Anche la cena, in uno dei tanti ristorantini del luogo, è stata mal gestita: saremmo stati noi che non avevamo espresso chiaramente la nostra necessità di fare relativamente in fretta (avevamo un’ora, comunque), ma nessuno ci ha detto che prendere una grigliata ci avrebbe fatto aspettare molto piu tempo che una banale pizza.

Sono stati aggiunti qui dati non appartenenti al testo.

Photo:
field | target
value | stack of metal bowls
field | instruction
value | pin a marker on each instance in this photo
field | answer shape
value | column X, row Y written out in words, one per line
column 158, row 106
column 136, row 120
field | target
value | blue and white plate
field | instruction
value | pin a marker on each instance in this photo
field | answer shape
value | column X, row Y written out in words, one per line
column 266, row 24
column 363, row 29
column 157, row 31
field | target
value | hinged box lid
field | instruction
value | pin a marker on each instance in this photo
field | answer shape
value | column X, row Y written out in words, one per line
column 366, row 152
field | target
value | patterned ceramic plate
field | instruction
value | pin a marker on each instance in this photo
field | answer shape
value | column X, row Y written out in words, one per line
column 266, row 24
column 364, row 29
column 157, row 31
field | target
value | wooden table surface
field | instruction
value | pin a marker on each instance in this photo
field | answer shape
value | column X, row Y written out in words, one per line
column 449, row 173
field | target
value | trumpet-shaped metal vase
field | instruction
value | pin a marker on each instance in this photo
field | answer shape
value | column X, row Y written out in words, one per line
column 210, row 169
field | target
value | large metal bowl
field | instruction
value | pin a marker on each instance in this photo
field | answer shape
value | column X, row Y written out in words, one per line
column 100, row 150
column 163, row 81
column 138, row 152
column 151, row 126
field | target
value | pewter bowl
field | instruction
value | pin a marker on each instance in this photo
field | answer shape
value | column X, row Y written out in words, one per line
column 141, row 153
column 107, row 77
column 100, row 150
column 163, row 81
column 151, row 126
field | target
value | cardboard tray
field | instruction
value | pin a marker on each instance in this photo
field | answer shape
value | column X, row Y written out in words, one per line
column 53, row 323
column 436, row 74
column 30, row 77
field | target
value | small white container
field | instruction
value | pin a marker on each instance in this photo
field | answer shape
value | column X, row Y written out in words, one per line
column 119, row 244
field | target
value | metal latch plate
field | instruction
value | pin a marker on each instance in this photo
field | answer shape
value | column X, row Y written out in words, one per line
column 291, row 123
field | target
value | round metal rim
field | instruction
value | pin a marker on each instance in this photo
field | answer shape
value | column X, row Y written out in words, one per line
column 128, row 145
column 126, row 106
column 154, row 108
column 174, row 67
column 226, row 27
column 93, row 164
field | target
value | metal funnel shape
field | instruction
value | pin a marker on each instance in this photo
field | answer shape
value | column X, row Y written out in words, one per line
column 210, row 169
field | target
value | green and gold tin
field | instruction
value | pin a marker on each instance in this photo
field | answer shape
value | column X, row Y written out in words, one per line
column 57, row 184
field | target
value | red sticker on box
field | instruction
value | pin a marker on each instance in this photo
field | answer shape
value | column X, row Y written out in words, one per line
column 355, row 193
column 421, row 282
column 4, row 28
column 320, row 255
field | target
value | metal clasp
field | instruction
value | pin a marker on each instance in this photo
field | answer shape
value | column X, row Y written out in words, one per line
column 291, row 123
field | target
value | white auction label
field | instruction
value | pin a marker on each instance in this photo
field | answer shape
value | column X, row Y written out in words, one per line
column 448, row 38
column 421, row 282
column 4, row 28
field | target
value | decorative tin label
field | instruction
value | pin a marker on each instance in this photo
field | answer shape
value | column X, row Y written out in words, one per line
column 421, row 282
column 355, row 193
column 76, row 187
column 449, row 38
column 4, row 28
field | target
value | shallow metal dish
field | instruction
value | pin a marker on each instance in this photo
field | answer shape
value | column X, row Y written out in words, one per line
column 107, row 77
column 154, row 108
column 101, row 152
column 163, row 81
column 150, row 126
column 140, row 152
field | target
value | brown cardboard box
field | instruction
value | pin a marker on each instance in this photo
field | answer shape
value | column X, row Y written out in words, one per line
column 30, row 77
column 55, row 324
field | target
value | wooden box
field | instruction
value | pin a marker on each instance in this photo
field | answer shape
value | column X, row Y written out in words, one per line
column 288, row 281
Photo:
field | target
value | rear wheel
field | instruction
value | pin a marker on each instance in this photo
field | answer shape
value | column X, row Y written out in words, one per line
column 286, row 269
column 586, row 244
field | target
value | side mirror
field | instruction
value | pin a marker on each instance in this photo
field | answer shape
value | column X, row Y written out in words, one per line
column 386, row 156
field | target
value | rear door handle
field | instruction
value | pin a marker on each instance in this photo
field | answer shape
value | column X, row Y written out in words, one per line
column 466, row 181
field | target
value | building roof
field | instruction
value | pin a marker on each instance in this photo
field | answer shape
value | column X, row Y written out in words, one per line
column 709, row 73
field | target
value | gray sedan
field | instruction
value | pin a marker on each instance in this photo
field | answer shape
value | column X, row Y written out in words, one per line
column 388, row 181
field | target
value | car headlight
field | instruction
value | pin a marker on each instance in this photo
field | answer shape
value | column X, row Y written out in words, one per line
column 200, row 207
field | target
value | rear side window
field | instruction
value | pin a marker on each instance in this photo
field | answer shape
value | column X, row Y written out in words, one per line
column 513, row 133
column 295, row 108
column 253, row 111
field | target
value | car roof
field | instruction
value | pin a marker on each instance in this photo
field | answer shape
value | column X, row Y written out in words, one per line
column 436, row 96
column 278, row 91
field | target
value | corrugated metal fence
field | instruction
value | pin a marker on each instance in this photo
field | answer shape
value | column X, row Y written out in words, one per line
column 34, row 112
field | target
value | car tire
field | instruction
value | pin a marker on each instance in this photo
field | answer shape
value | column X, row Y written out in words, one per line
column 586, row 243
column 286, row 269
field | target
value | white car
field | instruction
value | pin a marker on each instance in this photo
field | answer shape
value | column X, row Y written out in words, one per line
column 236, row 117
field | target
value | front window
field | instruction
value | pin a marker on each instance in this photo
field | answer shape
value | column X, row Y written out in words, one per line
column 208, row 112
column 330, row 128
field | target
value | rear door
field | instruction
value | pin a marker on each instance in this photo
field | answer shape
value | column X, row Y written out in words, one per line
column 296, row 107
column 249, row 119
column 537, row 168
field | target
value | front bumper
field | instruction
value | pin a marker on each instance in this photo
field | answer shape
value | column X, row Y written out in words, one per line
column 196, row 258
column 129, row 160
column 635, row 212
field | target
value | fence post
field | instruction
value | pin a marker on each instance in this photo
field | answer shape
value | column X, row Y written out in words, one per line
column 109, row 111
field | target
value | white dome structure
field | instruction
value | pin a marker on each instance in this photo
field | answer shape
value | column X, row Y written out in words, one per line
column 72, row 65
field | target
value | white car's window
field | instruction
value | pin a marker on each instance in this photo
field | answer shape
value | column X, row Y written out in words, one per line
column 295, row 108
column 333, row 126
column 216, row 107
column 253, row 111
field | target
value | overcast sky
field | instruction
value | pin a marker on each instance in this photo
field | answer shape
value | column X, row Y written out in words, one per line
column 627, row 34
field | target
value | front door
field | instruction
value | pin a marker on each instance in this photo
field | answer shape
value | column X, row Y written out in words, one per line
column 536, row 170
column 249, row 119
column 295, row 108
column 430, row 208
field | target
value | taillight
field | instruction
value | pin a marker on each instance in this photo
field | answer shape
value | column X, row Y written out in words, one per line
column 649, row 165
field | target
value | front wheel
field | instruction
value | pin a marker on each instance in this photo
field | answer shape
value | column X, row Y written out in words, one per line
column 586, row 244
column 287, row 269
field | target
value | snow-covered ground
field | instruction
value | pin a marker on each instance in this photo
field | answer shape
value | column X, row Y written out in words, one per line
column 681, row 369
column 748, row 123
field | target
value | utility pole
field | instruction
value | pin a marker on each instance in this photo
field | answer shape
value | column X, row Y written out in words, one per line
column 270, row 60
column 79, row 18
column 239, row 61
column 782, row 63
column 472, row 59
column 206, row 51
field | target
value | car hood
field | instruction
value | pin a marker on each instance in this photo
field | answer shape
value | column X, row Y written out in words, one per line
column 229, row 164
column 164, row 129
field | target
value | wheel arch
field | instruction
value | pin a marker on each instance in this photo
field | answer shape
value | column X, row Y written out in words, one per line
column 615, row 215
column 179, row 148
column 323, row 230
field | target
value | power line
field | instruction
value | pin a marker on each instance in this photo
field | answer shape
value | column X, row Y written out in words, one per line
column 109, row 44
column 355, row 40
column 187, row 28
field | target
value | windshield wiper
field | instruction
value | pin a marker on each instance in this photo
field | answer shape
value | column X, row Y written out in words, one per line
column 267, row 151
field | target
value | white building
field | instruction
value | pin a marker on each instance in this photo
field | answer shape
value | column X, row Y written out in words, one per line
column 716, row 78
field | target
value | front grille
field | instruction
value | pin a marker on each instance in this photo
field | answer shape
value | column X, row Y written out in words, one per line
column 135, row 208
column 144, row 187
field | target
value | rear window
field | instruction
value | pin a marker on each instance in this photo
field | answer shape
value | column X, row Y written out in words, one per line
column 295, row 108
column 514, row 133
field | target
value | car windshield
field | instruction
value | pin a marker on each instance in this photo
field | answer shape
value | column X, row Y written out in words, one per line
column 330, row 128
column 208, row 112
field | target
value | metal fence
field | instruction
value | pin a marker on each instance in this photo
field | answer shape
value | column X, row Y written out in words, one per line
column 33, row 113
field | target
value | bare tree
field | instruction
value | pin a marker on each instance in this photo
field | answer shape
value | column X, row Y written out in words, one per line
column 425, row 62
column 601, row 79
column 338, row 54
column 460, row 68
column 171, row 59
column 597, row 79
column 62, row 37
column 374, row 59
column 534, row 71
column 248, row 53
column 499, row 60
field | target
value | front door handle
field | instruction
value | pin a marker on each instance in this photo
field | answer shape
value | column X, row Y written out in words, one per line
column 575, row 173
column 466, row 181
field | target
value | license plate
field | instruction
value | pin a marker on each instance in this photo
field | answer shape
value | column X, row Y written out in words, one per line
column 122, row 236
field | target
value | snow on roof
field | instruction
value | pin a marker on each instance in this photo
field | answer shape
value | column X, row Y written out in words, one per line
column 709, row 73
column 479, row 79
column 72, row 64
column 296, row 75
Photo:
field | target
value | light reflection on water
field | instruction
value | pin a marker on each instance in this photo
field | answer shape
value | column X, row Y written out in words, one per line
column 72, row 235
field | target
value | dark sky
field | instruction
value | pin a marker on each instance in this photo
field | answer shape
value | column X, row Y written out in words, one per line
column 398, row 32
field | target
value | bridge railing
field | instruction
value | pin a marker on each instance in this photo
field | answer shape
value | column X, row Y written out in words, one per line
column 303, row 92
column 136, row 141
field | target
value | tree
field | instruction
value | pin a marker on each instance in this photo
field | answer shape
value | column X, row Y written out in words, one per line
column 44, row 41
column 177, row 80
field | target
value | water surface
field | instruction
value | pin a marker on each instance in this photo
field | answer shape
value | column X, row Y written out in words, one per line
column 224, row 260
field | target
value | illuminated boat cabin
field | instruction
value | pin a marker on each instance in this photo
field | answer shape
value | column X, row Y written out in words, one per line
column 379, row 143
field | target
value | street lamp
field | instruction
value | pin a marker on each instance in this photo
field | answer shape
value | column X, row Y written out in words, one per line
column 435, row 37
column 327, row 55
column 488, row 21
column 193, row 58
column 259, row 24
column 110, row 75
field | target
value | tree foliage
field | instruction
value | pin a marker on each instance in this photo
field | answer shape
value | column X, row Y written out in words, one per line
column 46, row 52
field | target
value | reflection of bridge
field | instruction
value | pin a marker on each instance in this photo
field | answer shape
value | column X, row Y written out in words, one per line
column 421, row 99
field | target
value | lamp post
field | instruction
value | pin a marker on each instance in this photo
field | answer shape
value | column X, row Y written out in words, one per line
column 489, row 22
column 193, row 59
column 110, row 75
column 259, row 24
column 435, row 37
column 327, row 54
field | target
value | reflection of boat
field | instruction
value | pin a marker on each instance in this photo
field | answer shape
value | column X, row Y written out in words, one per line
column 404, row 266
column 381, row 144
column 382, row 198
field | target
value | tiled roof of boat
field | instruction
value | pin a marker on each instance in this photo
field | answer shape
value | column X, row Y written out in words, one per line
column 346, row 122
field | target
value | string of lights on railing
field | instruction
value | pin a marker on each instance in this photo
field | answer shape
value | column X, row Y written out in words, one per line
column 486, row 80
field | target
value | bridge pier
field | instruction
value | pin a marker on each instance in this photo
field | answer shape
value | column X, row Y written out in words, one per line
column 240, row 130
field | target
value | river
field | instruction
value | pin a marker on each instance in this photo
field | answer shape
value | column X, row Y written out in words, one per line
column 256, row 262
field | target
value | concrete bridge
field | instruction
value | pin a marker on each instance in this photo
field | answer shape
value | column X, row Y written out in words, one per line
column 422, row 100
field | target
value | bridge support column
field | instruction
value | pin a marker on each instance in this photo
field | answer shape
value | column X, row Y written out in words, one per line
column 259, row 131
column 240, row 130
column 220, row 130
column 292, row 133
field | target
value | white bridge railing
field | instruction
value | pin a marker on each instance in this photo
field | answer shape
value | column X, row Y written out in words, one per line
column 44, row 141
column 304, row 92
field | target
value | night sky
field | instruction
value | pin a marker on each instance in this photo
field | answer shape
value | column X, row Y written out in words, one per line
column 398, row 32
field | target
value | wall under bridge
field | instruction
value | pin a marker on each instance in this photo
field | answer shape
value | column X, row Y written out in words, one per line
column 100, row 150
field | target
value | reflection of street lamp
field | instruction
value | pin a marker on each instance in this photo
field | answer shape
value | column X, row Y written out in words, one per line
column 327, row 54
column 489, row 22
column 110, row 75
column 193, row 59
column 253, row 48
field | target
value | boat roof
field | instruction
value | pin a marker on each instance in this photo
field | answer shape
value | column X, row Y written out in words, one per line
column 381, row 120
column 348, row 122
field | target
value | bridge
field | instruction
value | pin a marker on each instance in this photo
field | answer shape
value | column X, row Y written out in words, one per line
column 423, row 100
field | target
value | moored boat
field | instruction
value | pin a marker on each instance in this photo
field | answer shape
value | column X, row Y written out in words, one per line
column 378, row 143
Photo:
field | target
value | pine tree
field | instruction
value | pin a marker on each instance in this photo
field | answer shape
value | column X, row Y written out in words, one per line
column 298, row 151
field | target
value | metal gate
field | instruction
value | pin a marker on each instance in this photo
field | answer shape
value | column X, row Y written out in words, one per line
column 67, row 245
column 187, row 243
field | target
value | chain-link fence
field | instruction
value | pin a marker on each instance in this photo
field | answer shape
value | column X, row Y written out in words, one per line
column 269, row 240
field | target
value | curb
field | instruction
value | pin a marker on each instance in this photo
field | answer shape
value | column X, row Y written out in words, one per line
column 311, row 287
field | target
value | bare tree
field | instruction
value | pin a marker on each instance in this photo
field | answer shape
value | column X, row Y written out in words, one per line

E gli interventi? Molto belli. Bartezzaghi è partito da Anassagora per affermare che nel gioco di parole in fin dei conti non si aggiunge nulla, ma si mettono le cose (le lettere) in modo diverso. Da lì è partito per un giro di concetti enigmistici e no, molti dei quali non certo noti al pubblico (la battuta dove tutti dicono “fa caldo” fino a che un inglese si alza e domanda “who is Aldo?” ha lasciato la platea silente, anzi puzzled) per arrivare a Don Chisciotte che quando si mette in testa come elmo una bacinella fa l’equivalente fisico di un gioco di parole e a Marcello Marchesi che nel tradurre la frase di Obelix si accorge che “sono pazzi questi romani” ha in sé l’acronimo SPQR. Chi è stato allora a fare il gioco di parole?
Servillo è bravissimo, e questo lo si sa già, anche solo recitando poesie. Ha inoltre una capacità incredibile di tenere avvinto il pubblico: quando prima di recitare la poesia su Napoli si è tolto la giacca e arrotolato le maniche, con una semplice alzata di spalle e un sorriso ha fatto partire un applausone. Però non ho capito esattamente la scelta delle poesie. “Appunti di viaggio” sarebbe dovuta essere una specie di giro d’Italia; invece dopo Genova, Napoli e Roma ha continuato con testi belli, ma senza una connotazione forte. Misteri.
In generale però, come accennato, una bella esperienza: anche uscire alle 23 e trovare tanta gente a girare tranquillamente e amabilmente per le vie è una cosa piacevole, e soprattutto ti fa capire come sia anche possibile non avere sempre e continuamente fretta!